Exactly. This is published in Scientific Reports, 2019, and the first author is Everaert. I will quickly go back to that. I would think it's the very first slide. Yes, it's this one, the top one, Scientific Reports, 2019, in which we present the Pico v2 method to study fluids and derived EVs from conditioned medium, plasma, and urine.
Thank you. How did you extract RNA from FFPE samples?
We have different methods, but in this particular case, it was Qiagen's method for FFPE RNA extraction. We have also good experience with the Promega method, and I'm sure there are many others out there. I think extracting RNA from FFPE is nowadays not the biggest challenge, and sequencing definitely not anymore as well.
How many plasma samples should be used to get reliable data if searching for specific circulating long non-coding RNA by RNA sick inpatients controlled type of study?
I'm again going to provide a bold answer: more. Really, it's an excellent question, but it's difficult to answer. We always recommend more. And I know because of sample availability and budget constraints, many researchers use sample cohorts that are way too small. And I think this is probably underlying or is part of the reproducibility crisis in the scientific literature, that the cohorts are too small, that results are anecdotal or coincidental, and that people cannot confirm. So a strong recommendation to include as many as possible. I obviously understand this is not very helpful if you're new into the field. That's why we would say a good starting point is 24 patients per group if you do group-based analysis, let's say, treated versus untreated. If you have matched samples from the same patients or donors where you can do some longitudinal monitoring, it seems that you can get away with fewer patients because the intrinsic variability or the inter-individual donor variability is compensated by looking at differences over time in the same donor. Twenty-four in at least two different groups, perhaps 12 samples, patients/donors, is a good pilot. I recommend to do this pilot, learn from it, and then do really proper power analysis to determine how many samples you need. In the question, there was a reference to long non-coding RNA. We all know that long non-coding RNAs are typically low abundant. I would say typically because we know that MALAT1 and NEAT1, for instance, are extremely abundant in human plasma. So they really eat up the majority of the reads. So many of the long non-coding RNAs are actually quite low abundant. So what you do with low-abundant, noisy data, there are two ways to solve that. It's more data points, but also try to increase your sample input volume. Instead of using, for instance, 200 microliters of plasma, work with a kit that can handle 4 to 5 ml of plasma input. You will have a much better signal, many more reads to these low-abundant, long non-coding RNAs and much better data. Hence, better statistics.

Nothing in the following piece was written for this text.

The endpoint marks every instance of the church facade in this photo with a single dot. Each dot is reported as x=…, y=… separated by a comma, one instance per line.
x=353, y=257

Thank you. Next question, and maybe that will be the last one. There are others, and we will provide you with the answers and send you via email. So let's take a very last question. Is there a need for doing RNase digestion to exclude cell-free RNA and just end up with EV microRNAs?
Yes, this is the recommendation. Once you want to study vesicles and you only want to, or you want to make sure that the RNA resulting from an EV purification is RNA containing inside a vesicle, it's strongly recommended, according to the ISOP guidelines, to treat your vesicles with an RNase and sometimes also a protease. By doing a combination, alternating proteases and RNases, you can have a very good understanding of whether the RNA is inside the vesicles or bound to vesicles.